Tensorized Self-Attention: Efficiently Modeling Pairwise and Global Dependencies Together

Jan 26, 2024

Introduction

Recent advancements in recurrent neural networks (RNN) and convolutional neural networks (CNN) have now made these the preferred choice as context fusion modules for many natural language processing (NLP) tasks. Be it contextual feature modeling or syntactic dependency modeling, attention mechanism infused RNN/CNN has proven to be highly effective. More so with the addition of self-attention mechanisms that exert fewer parameters and computation load, while simultaneously providing better empirical performance.

Self-attention mechanisms can be loosely categorized into two types, depending on the kind of dependency they aim to model. The first category is termed as token2token self-attention, where the primary objective is to capture the syntactic dependency between every two tokens in a sequence. The second category is the source2token self-attention mechanism intending to capture global dependency. Despite their widespread usage, it's hard to reach state-of-the-art performance with these mechanisms due to the lack of both pairwise and local dependencies.
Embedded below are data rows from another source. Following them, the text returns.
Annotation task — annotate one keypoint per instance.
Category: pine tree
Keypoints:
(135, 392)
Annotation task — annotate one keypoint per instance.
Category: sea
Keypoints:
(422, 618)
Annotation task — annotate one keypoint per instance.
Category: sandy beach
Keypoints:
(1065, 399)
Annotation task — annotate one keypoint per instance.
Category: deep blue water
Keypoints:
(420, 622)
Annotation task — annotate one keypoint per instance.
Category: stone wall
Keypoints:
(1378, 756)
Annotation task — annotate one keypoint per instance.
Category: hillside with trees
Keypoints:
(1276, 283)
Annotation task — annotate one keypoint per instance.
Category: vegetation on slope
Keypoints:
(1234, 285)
Introducing Multi-mask Tensorized Self-Attention (MTSA)

This blog introduces a new and novel attention mechanism, termed multi-mask tensorized self-attention (MTSA) that can efficiently model both pairwise and global dependancies. MTSA offers the computation and memory efficiency of a CNN, but significantly outperforms previous CNN, RNN, and attention-based models.

MTSA uses a tensor to represent the feature-wise alignment scores, delivering superior expressive power, with the only requirement being parallelizable matrix multiplications. It also combines multi-head with multi-dimensional attentions, with a distinct positional mask applied to each head.

Utility of MTSA

CNN/RNN-free models based on MTSA achieve state-of-the-art performance on nine NLP benchmarks, delivering both time and memory efficiency. MTSA also manages to balance memory consumption versus sequence length effectively.
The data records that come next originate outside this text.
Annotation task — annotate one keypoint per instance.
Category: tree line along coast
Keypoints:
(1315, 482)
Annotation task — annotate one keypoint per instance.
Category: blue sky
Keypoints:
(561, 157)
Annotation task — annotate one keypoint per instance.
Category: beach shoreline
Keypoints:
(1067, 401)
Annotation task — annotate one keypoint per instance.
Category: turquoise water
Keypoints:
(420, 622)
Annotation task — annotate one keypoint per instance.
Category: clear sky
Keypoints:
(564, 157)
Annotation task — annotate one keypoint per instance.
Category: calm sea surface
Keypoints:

Importantly, MTSA integrates two compatibility functions from two different self-attention mechanisms. Firstly, the scaled dot-product self-attention is used to capture dependencies between every two tokens. Then, a multi-dim source2token self-attention mechanism is used to estimate the contribution of each token to the given task on each feature dimension. This approach effectively models both global and pairwise dependencies.

Furthermore, an efficient computation scheme for MTSA avoids any high-rank tensor computation. This is critical given that the attention scores and probabilities existing as nndh tensors could result in memory explosion and computational bottleneck on long sequences.

In conclusion, with the synergistic combination of parallelizable computation, lightweight structure, and ability to capture both long-range and local dependencies, MTSA provides us with an invaluable tool to boost the expressive power and performance of neural networks used in natural language processing tasks.